Several people have had something to say about Jane Smiley’s article in Slate today, but as a novelist (not nearly as successful as Ms. Smiley but still successful enough to have been in Slate’s own roundup of how novelists were voting in Tusday’s election), I have a different perspective.
We novelists do not always deal in logic. We are dramatists and storytellers and think in scenes, entertaining ones hopefully. Here’s some vivid scene writing by Ms. Smiley on primitive life in the ‘Red States’ back in the olden days. It’s from the article itself:
Ignorance and bloodlust have a long tradition in the United States, especially in the red states. There used to be a kind of hand-to-hand fight on the frontier called a “knock-down-drag-out,” where any kind of gouging, biting, or maiming was considered fair. The ancestors of today’s red-state voters used to stand around cheering and betting on these fights. When the forces of red and blue encountered one another head-on for the first time in Kansas Territory in 1856, the red forces from Missouri, who had been coveting Indian land across the Missouri River since 1820, entered Kansas and stole the territorial election.

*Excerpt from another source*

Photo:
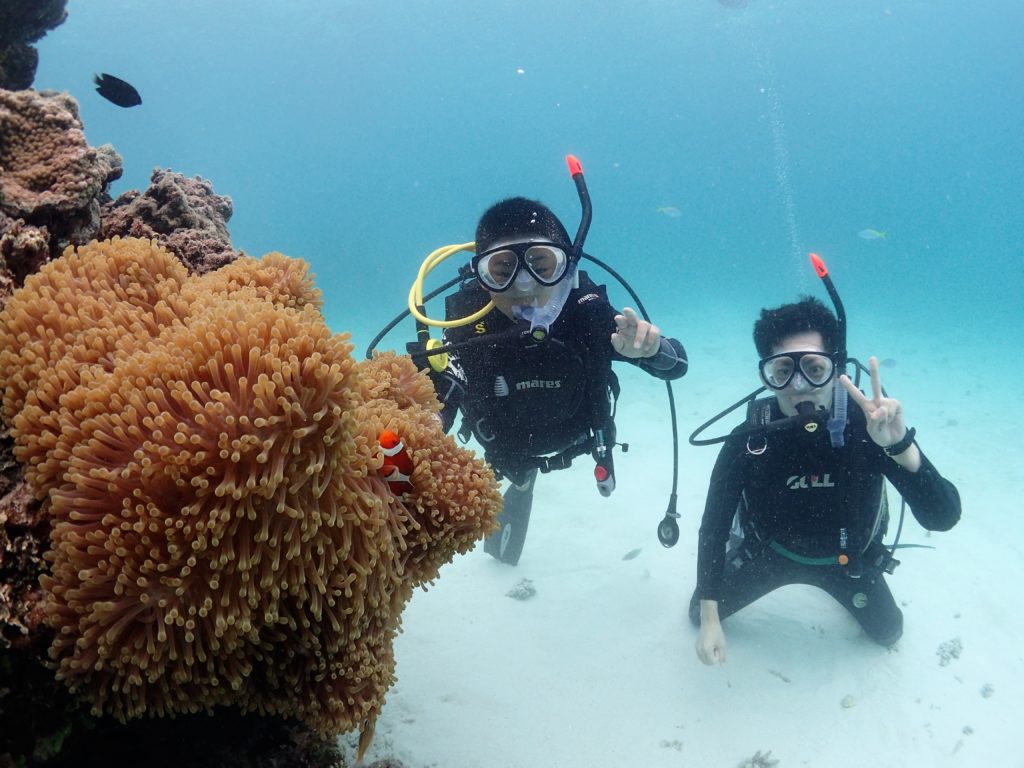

“Especially in the red states?” Perhaps Ms. Smiley missed Caleb Carr’s vision of old New York filled with psychopathic killers in The Alienist or better yet Martin Scorsese’s recent film Gangs of New York – that’s almost as bad as anything in the red states, I’d say. In fact, a lot worse. [But didn’t all those New Yorkers vote for Kerry?-ed. They’ve had a lot of psychotherapy.] But wait. What about peaceful Europe in literature and film (not to mention history)? Nothing more pacific than a good read of Dostoevsky.
But you get my point. The mind of a good fantasist must make those stories vivid. And to do that you have to live in those stories, believe your vision and live it like an actor. Contradictory ideas are to some extent not allowed because they would vitiate the drama, leaving only a lifeless essay.
That means the novelist (myself included) must be something of an hysteric when writing. You are inventing your own private reality. That is what Ms. Smiley has done in her article. I would like to emphasize, however, that I admire her tremendously as an author. She has afforded me much pleasure with her books.